In State Senate District 33, former Sanford School Committee member Kendra Williams will be on the ballot for the Democrats, while Matthew Harrington, who currently serves as State Representative for District 19, will run unopposed on the Republican side.
Among Sanford and Springvale’s three State Representative seats, there is only one primary challenge. Jack McAdam, who currently serves on the Planning Board, will face off against longtime resident Patty Kidder in the District 141 Democratic primary. In the November general election, the winner will face former City Councilor Lucas Lanigan, who is running unopposed on the Republican ticket. District 141 includes most of Springvale and part of Sanford, as well as the towns of Shapleigh and Newfield.
In the District 142 primary, Pamela Buck, who ran for State Rep. in 2018 and 2020, is the sole Republican on the ballot, while former City Councilor Joe Hanslip is running unopposed on the Democratic side. District 142 represents much of the east side and part of Springvale, and includes most of District 18, which was represented in the current Legislature by the late John Tuttle.
For District 143, which includes south Sanford and part of the downtown area, the candidates are Sanford native Matthew Toth on the Republican ballot, and Budget Committee Chair Wesley Davie on the Democratic ticket.
If these State Rep. district numbers don’t sound familiar to you, it’s because the districts for the entire state have been redrawn and renumbered.
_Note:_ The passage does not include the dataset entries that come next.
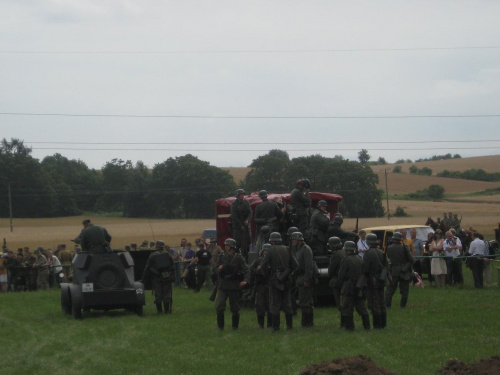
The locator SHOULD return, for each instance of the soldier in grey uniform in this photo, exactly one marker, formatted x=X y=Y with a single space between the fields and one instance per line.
x=301 y=202
x=94 y=238
x=261 y=289
x=319 y=228
x=241 y=216
x=353 y=287
x=338 y=254
x=376 y=269
x=304 y=279
x=160 y=267
x=233 y=274
x=42 y=281
x=401 y=261
x=279 y=264
x=266 y=213
x=335 y=230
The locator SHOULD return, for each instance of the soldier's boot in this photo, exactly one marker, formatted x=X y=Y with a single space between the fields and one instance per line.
x=366 y=321
x=304 y=320
x=167 y=307
x=235 y=321
x=289 y=321
x=158 y=308
x=220 y=321
x=383 y=320
x=276 y=323
x=260 y=320
x=269 y=320
x=349 y=323
x=404 y=300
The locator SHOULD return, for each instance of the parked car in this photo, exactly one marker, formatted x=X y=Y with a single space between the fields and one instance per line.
x=385 y=233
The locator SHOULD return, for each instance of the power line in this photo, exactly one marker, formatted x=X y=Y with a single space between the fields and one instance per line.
x=247 y=117
x=262 y=143
x=206 y=52
x=261 y=150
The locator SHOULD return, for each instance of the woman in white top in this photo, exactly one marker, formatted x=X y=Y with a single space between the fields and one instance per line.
x=438 y=265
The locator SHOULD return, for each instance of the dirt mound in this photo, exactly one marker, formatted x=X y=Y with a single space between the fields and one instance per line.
x=483 y=366
x=359 y=365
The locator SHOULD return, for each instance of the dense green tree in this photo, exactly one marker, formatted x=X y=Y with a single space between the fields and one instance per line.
x=268 y=172
x=116 y=176
x=73 y=182
x=188 y=187
x=363 y=156
x=31 y=190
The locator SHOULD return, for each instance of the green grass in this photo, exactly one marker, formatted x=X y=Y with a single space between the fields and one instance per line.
x=437 y=325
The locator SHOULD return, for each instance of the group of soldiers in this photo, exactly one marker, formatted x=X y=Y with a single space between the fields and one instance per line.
x=37 y=270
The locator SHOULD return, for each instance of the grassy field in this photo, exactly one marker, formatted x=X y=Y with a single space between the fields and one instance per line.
x=437 y=325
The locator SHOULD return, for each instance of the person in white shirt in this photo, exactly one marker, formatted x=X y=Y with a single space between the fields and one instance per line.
x=362 y=245
x=476 y=250
x=452 y=248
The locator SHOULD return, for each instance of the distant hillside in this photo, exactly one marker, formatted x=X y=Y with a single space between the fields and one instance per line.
x=403 y=183
x=490 y=164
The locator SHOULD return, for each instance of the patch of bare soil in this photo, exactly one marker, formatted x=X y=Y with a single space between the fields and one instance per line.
x=358 y=365
x=489 y=365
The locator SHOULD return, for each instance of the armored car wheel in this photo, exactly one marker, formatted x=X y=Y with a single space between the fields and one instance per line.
x=65 y=299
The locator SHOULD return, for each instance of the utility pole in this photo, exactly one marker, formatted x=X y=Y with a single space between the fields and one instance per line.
x=10 y=208
x=387 y=196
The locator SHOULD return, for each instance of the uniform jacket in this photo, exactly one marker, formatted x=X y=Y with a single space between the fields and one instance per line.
x=234 y=270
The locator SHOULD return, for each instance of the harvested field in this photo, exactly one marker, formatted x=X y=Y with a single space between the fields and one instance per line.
x=489 y=163
x=404 y=183
x=50 y=232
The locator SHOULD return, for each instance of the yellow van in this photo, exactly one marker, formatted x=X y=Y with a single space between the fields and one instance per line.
x=385 y=233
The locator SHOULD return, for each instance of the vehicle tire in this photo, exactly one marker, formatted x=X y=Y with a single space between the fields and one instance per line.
x=109 y=276
x=65 y=299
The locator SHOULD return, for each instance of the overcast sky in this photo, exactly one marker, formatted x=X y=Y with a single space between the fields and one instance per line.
x=348 y=61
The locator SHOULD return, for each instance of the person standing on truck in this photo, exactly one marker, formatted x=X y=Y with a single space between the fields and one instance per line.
x=241 y=216
x=301 y=202
x=267 y=213
x=94 y=238
x=319 y=228
x=160 y=267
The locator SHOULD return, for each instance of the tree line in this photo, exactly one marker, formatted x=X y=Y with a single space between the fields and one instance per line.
x=180 y=187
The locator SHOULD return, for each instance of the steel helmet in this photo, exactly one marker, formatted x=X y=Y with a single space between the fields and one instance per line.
x=397 y=237
x=230 y=242
x=350 y=246
x=338 y=220
x=372 y=239
x=334 y=243
x=322 y=203
x=275 y=237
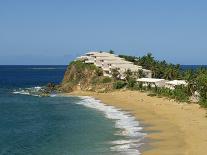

This process, known as apportionment, occurs every ten years following the federal census, and ensures that each State Representative and State Senator represents an equal number of constituents. We will have more info about this in an upcoming feature so you will know which candidates will be on your ballot before you vote in June. There will be more information about the candidates as well.
Maine has a third political party, the Green Independent Party, but no GIP candidates have filed for a primary in our area. The Green Independents should not be confused with unenrolled voters (those who don’t affiliate with any party), who are often referred to as independent.
The Democratic and Republican primary winners will face off in November and may be joined by non-party/unenrolled candidates, who have until until June 1 to complete the filing process with the state, and by write-in candidates, who have until September 9 to file an official declaration of write-in candidacy.